High & Rye opened on High Street in March. The restaurant is across the way from Rick Bronson’s House of Comedy. The design simulates eating in a mythically polished farmhouse: newly painted wood, posh “kitchen” area, a tabled “backyard,” string lights even inside.
The food is elevated Southern. And yes, there’s barbecue.
Niehaus has a history of smoking food but not one of barbecue. “I’ve always smoked meats, just never in the traditional barbecue sense,” he says. “Smoked salmons. Ducks and stuff. More of a French cuisine but for smoked products.”
High & Rye isn’t a barbecue restaurant. It’s a Southern restaurant that happens to have barbecue, which you may or may not want to enjoy as part of your meal. Smoked meats include 14-hour brisket, 10-plus-hour pork, house-made Texas-style sausage, and ribs. Chicken wings are also smoked; they come sheathed in a rub bristling with sugar and beside a dope sauce made from Point Reyes bleu cheese.
Niehaus sources from Anson Mills, a venerable purveyor of heirloom southern crops like Carolina Gold rice. The coarseness of Anson Mills’ grits often changes by the grind. Niehaus makes a shallow bowl of grits with shrimp, smoked sausage, and tomato sofrito.
He refines traditional elements of Southern cooking. He makes cornbread from heirloom meal, bakes biscuits potent with thyme, pickles cauliflower using champagne vinegar, and finishes with Maldon sea salt for another textural dimension.
He takes Charleston’s Sean Brock and other new-wave Southern chefs as inspiration. He has closely studied modern cookbooks. He draws on their processes and techniques when making, say, a nice fried chicken with a thin batter and suggestion of Creole spice.
High & Rye musters a Southern platter flush with a biscuit, Texas Toast, cast-iron cornbread, pimiento cheese, bacon pepper jam, and more. The heart of the spread is folds of sliced pork from Benton’s Smoky Mountain Country Hams in Tennessee.

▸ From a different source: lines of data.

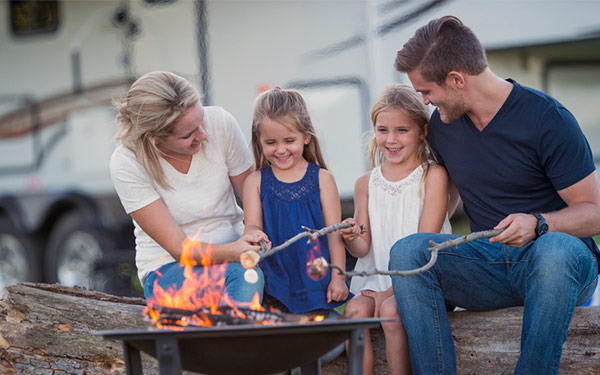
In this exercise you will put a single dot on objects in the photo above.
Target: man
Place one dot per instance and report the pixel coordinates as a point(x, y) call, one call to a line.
point(520, 163)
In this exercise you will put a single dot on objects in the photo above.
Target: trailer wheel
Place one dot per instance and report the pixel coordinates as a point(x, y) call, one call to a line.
point(19, 258)
point(74, 250)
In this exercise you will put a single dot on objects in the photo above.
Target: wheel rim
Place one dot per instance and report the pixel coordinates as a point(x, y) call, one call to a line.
point(14, 267)
point(77, 263)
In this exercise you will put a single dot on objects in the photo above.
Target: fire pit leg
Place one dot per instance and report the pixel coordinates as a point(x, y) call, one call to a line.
point(133, 360)
point(313, 368)
point(167, 353)
point(356, 351)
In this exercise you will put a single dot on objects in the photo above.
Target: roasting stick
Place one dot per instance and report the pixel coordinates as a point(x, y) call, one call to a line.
point(250, 259)
point(318, 267)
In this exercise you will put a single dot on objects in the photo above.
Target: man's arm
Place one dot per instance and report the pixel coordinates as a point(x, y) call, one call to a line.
point(581, 217)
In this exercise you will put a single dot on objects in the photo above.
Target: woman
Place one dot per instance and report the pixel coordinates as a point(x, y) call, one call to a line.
point(175, 170)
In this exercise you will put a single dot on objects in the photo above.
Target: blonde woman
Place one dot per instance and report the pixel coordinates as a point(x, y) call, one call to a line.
point(176, 170)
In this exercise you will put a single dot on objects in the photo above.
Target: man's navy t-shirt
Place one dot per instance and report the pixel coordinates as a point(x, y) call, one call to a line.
point(532, 147)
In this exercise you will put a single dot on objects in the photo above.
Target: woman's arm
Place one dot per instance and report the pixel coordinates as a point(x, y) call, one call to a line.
point(156, 220)
point(238, 182)
point(332, 213)
point(359, 243)
point(435, 204)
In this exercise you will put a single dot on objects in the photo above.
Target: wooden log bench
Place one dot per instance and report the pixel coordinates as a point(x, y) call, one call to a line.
point(489, 343)
point(44, 329)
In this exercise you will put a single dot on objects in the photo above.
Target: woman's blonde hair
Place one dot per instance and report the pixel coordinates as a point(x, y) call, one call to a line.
point(407, 100)
point(152, 105)
point(289, 108)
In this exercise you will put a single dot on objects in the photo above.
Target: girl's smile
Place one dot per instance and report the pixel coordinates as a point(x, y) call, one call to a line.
point(398, 137)
point(282, 144)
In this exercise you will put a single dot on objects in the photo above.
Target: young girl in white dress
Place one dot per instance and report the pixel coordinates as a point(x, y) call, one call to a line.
point(404, 193)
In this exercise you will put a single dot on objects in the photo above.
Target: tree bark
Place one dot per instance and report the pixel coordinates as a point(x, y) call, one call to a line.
point(45, 329)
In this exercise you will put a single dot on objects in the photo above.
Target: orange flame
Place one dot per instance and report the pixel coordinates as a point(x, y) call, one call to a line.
point(199, 290)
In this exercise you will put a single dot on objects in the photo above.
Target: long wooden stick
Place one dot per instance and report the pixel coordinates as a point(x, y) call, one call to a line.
point(319, 265)
point(249, 259)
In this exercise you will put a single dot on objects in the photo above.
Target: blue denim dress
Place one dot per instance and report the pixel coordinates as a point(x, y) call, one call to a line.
point(286, 208)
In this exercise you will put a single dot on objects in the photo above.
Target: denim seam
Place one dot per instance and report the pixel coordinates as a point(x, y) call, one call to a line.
point(510, 277)
point(437, 327)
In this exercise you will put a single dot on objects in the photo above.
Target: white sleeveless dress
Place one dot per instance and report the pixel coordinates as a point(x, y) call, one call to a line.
point(394, 212)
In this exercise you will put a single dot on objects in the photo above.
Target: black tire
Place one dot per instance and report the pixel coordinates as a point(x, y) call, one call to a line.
point(19, 257)
point(75, 248)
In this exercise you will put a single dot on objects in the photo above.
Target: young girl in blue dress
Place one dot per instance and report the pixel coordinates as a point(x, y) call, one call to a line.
point(290, 189)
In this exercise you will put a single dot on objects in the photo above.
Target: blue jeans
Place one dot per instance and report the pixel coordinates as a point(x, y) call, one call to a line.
point(235, 286)
point(549, 277)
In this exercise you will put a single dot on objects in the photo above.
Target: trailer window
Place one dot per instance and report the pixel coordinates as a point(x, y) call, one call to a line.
point(33, 17)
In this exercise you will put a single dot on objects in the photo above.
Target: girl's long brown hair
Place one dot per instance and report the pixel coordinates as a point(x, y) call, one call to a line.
point(289, 108)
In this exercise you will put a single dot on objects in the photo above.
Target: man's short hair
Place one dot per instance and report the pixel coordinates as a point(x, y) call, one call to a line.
point(443, 45)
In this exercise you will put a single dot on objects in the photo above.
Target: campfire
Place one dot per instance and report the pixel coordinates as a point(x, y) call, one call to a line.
point(200, 301)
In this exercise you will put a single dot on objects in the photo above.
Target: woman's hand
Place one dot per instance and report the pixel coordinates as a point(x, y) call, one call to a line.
point(248, 242)
point(337, 289)
point(351, 233)
point(260, 234)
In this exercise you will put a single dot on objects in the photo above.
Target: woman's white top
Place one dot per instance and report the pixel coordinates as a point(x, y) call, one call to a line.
point(202, 201)
point(394, 212)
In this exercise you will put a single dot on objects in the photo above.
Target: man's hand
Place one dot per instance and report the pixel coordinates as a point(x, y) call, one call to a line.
point(519, 229)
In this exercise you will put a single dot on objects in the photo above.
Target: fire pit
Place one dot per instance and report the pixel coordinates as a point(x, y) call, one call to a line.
point(244, 349)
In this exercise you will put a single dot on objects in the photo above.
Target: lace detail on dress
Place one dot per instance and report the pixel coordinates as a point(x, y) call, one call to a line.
point(294, 190)
point(395, 188)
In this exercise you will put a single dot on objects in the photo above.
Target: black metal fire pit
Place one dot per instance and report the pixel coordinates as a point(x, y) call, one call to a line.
point(244, 349)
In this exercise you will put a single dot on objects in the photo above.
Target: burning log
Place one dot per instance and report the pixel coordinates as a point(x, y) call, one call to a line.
point(225, 315)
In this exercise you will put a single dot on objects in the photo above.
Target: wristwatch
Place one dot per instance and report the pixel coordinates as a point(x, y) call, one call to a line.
point(542, 227)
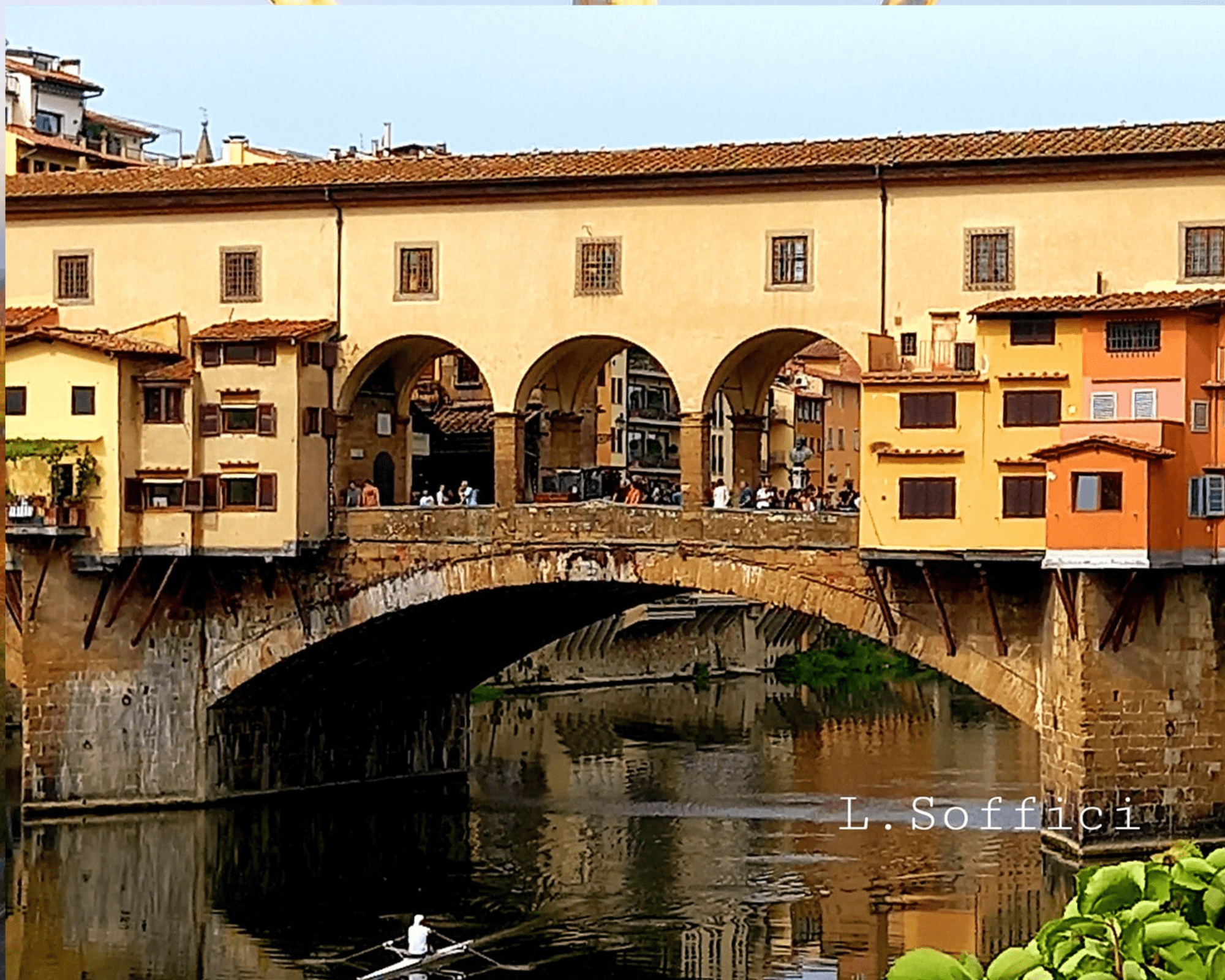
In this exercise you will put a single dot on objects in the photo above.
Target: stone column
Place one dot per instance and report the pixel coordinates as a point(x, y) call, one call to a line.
point(508, 459)
point(695, 443)
point(565, 440)
point(747, 451)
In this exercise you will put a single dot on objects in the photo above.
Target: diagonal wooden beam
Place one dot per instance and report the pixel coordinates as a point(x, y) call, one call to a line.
point(891, 624)
point(156, 602)
point(951, 647)
point(104, 589)
point(123, 592)
point(1001, 644)
point(1065, 594)
point(42, 578)
point(1124, 605)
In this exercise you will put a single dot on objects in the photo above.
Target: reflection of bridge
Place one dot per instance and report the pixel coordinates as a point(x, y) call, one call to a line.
point(266, 676)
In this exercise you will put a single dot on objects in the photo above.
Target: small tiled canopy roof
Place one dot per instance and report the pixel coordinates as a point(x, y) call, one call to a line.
point(95, 340)
point(21, 318)
point(464, 420)
point(1168, 300)
point(1175, 140)
point(263, 330)
point(182, 371)
point(1110, 444)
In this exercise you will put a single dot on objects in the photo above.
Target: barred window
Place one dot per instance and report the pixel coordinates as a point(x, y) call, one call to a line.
point(600, 268)
point(241, 275)
point(73, 277)
point(989, 259)
point(1205, 253)
point(1134, 335)
point(416, 273)
point(790, 260)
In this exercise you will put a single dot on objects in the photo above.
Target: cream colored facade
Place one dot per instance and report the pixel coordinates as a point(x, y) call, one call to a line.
point(693, 285)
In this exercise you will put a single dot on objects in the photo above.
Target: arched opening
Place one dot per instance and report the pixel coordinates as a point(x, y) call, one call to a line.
point(602, 420)
point(783, 410)
point(418, 413)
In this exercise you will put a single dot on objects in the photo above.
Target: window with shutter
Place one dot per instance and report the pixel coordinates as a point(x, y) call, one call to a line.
point(266, 492)
point(266, 420)
point(210, 420)
point(1144, 404)
point(134, 494)
point(1103, 406)
point(194, 496)
point(1201, 417)
point(1025, 497)
point(929, 411)
point(1032, 407)
point(928, 498)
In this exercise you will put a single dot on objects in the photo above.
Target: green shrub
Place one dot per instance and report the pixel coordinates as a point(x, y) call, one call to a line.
point(1139, 921)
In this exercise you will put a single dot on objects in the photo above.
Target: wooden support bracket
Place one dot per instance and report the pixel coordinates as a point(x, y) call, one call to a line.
point(1119, 618)
point(104, 589)
point(123, 592)
point(155, 603)
point(951, 647)
point(1001, 644)
point(42, 578)
point(891, 624)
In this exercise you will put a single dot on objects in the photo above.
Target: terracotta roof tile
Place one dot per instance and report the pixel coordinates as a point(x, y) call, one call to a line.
point(895, 451)
point(465, 420)
point(64, 78)
point(1146, 450)
point(182, 371)
point(263, 330)
point(94, 340)
point(900, 151)
point(20, 318)
point(58, 143)
point(1167, 300)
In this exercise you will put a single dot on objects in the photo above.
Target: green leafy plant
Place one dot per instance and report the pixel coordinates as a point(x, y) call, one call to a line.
point(1137, 921)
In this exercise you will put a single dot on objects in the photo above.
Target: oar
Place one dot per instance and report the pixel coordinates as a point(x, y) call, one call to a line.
point(489, 959)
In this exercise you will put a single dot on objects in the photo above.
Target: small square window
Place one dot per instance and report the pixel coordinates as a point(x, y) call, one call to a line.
point(15, 401)
point(84, 400)
point(791, 258)
point(1204, 252)
point(241, 275)
point(989, 259)
point(417, 270)
point(598, 268)
point(74, 277)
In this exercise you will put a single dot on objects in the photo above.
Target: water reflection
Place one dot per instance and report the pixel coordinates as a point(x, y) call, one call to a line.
point(634, 832)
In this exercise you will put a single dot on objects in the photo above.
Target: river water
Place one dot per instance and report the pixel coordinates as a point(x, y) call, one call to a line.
point(629, 832)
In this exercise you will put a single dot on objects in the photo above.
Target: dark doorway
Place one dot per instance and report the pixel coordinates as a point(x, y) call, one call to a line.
point(385, 478)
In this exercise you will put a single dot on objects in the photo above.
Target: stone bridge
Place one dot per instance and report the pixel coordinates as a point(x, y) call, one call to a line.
point(353, 665)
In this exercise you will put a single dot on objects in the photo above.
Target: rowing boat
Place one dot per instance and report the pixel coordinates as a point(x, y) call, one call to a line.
point(410, 965)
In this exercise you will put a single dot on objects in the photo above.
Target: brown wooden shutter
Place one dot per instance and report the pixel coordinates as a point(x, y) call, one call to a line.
point(266, 492)
point(211, 492)
point(194, 496)
point(210, 420)
point(134, 494)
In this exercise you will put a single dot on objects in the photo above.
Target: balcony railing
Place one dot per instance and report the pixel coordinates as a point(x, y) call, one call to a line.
point(941, 356)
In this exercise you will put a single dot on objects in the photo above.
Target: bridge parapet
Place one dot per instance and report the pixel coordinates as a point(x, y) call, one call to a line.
point(603, 522)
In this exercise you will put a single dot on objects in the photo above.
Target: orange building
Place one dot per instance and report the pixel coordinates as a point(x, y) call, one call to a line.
point(1137, 480)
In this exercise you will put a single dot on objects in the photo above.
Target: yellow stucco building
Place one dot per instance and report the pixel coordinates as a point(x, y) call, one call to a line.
point(718, 262)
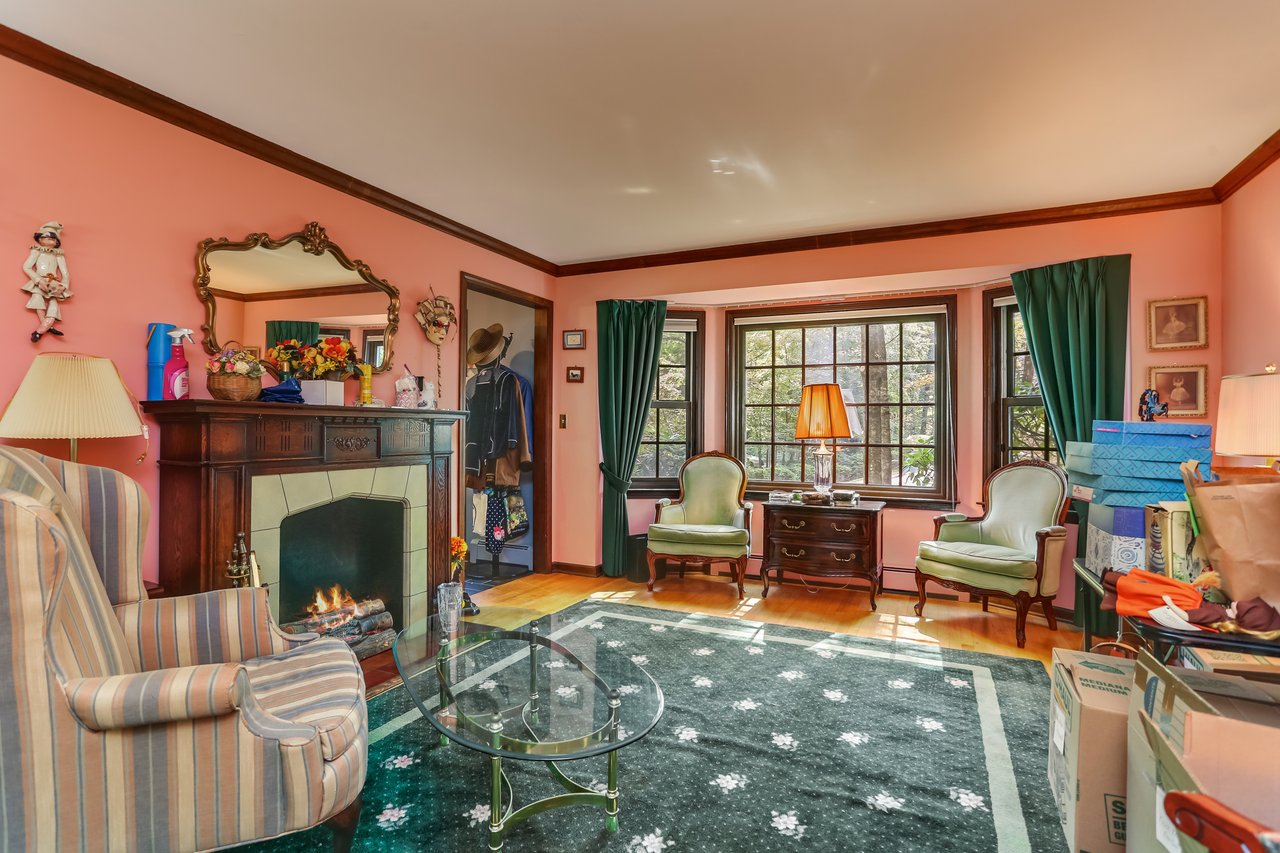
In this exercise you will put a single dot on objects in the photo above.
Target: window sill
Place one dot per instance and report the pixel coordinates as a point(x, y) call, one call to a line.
point(654, 492)
point(891, 501)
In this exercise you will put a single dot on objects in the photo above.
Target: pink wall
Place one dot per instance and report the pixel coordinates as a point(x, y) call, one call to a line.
point(136, 195)
point(1174, 254)
point(1251, 273)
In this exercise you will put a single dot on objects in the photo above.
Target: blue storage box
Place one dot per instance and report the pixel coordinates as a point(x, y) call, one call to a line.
point(1087, 451)
point(1161, 433)
point(1121, 483)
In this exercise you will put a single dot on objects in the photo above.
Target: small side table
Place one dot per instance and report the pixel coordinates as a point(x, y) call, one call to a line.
point(833, 541)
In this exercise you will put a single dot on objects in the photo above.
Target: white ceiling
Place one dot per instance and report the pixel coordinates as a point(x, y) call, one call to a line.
point(583, 129)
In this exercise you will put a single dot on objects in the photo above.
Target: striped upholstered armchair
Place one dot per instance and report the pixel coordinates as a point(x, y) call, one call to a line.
point(177, 724)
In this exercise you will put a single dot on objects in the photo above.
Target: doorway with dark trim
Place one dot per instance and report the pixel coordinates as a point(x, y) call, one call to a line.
point(525, 350)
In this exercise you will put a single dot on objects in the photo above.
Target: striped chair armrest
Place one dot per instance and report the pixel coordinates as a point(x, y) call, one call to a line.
point(147, 698)
point(218, 626)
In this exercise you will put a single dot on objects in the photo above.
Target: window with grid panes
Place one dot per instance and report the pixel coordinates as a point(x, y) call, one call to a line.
point(671, 432)
point(1023, 429)
point(892, 372)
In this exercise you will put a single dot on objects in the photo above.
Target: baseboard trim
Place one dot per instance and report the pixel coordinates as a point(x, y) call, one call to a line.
point(577, 569)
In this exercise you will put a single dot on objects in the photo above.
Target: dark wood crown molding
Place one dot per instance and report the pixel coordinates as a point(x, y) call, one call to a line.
point(56, 63)
point(1248, 168)
point(891, 233)
point(51, 60)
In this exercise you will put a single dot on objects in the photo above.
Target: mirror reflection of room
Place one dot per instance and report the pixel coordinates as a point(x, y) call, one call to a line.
point(499, 439)
point(266, 295)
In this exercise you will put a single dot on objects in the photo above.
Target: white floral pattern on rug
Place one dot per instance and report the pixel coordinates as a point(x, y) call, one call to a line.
point(684, 734)
point(649, 843)
point(929, 724)
point(785, 742)
point(400, 762)
point(393, 816)
point(730, 781)
point(854, 738)
point(883, 802)
point(968, 799)
point(787, 824)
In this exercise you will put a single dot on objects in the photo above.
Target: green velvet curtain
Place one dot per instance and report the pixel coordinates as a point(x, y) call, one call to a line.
point(301, 331)
point(1077, 318)
point(629, 334)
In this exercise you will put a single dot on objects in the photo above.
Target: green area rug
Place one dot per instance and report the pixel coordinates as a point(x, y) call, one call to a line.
point(773, 739)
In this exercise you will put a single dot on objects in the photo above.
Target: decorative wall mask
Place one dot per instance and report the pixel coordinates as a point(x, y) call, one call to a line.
point(48, 279)
point(438, 318)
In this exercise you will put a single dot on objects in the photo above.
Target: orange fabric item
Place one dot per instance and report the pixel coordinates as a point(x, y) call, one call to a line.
point(1141, 592)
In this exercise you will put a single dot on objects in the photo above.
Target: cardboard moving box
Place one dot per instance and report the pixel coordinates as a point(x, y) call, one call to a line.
point(1201, 731)
point(1088, 714)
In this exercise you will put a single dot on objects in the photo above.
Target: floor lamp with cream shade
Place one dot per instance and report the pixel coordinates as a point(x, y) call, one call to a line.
point(68, 395)
point(1248, 415)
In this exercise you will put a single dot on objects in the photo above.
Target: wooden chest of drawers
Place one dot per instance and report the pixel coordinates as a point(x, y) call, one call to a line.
point(823, 541)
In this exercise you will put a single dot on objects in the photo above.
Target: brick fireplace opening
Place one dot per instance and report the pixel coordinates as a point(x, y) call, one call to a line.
point(368, 550)
point(356, 543)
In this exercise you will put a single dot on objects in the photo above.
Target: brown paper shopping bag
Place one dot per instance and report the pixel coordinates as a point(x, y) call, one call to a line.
point(1239, 524)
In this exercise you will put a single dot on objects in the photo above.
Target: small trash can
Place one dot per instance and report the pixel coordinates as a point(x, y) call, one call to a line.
point(638, 564)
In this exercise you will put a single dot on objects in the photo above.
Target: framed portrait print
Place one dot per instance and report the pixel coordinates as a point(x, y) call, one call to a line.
point(1183, 387)
point(1178, 324)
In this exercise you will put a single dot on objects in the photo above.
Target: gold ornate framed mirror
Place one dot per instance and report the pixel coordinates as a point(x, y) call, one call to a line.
point(260, 287)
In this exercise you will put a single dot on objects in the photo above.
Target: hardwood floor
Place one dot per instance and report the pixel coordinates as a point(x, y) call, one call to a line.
point(950, 624)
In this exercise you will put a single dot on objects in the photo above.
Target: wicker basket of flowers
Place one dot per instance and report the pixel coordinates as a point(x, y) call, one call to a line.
point(234, 374)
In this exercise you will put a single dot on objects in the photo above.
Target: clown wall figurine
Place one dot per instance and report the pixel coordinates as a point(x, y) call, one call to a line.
point(49, 282)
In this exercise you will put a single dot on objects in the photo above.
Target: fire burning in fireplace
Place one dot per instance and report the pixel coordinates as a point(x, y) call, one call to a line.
point(364, 625)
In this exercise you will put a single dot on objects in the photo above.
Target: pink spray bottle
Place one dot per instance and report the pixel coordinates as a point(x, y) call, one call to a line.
point(177, 372)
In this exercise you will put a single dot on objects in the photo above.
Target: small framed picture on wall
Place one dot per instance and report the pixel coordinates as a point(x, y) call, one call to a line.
point(1183, 387)
point(1178, 324)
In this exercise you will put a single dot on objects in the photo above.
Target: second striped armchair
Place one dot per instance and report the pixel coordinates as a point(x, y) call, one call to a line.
point(177, 724)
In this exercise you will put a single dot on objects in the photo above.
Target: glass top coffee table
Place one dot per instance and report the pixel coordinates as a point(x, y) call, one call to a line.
point(548, 689)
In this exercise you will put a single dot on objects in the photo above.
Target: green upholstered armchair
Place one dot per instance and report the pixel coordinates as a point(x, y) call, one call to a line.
point(1015, 550)
point(709, 523)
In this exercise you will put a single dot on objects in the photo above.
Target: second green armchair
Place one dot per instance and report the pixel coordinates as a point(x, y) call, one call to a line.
point(1014, 551)
point(709, 523)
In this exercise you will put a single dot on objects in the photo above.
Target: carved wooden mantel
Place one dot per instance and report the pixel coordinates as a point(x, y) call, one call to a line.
point(210, 450)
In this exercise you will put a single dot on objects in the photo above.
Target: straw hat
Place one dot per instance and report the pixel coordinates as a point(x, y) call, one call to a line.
point(484, 345)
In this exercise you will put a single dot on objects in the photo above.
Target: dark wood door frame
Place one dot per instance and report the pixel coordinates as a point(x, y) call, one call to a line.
point(543, 425)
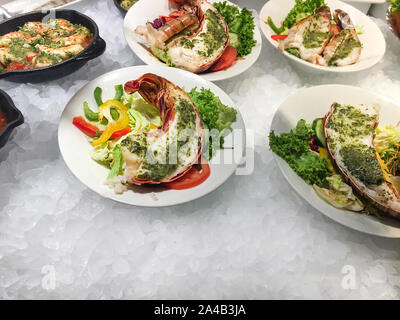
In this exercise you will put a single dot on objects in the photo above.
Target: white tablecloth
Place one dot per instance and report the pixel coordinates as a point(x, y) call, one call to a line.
point(252, 238)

The platter seems to be made for boozing, for a simple daiquiri made from strawberry-infused vodka, lime, and simple syrup, or better yet, a nice glass of bourbon.
High & Rye. 5310 East High Street, #100; 480-634-4143.
Monday to Thursday 3 p.m. to midnight; Friday 3 p.m. to 2 a.m.; Saturday 11 a.m. to 2 a.m.; Sunday 11 a.m. to midnight.